Last fall, in the wake of Justice Ruth Bader Ginsburg's passing, and as Republicans scrambled to confirm Amy Coney Barrett to the high court, Democrats told voters the future of reproductive rights was on the line in the 2020 elections.
And Republicans, realizing that they're on the wrong side of public opinion, furiously pretended otherwise.
In one of the presidential debates, for example, after Joe Biden said the Roe v. Wade precedent was on the ballot, Donald Trump immediately pushed back. "Why is it on the ballot?" the Republican asked. "Why is it on the ballot? It's not on the ballot."
The same day, Sen. Joni Ernst (R-Iowa) insisted the likelihood of Roe v. Wade being overturned "is very minimal." She added, "I don't see that happening." Sen. Thom Tillis (R-N.C.) used similar rhetoric during his re-election campaign.
As we discussed at the time, the misleading rhetoric at least made tactical sense: the more voters realized how much damage an even-more-conservative Supreme Court was likely to do, the more Republican officials and candidates risked an electoral backlash. It's precisely why so many in the GOP simply pretended that reproductive rights weren't on the line, Roe's future was sound, and Americans could count on the status quo remaining in place.

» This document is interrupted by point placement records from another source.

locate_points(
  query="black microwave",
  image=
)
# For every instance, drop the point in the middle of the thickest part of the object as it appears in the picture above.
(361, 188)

At least, that was the official Republican line before Amy Coney Barrett's confirmation. Now that the Supreme Court has a six-member conservative majority, and with the justices poised to hear a Mississippi case involving banning abortions after 15 weeks of pregnancy, the party's posture seems awfully different.
Lawyers for the state of Mississippi urged the Supreme Court on [July 22] to overturn Roe v. Wade, taking a more aggressive approach than the one they presented when they asked the court to hear the case a year ago. The case for overturning the two main decisions that legalized abortion in the U.S. — Roe v. Wade in 1973 and a later case, 1992's Planned Parenthood v. Casey — is overwhelming, the state said. "The conclusion that abortion is a constitutional right has no basis in text, structure, history, or tradition," it said.
Late last week, 12 sitting Republican governors also filed a brief with the Supreme Court, asking the justices to overturn Roe.
The same day, 228 Republican members of Congress -- from the House and Senate -- also pressed the Supreme Court to overturn the 1973 precedent.
Among the signatories were Iowa's Joni Ernst and North Carolina's Thom Tillis -- both of whom downplayed the possibility of this happening while running for re-election.
A cynic might wonder if maybe, just maybe, when Republicans scrambled last fall to tell voters the Barrett confirmation fight had nothing to do with abortion and reproductive rights, they weren't being completely honest with the public.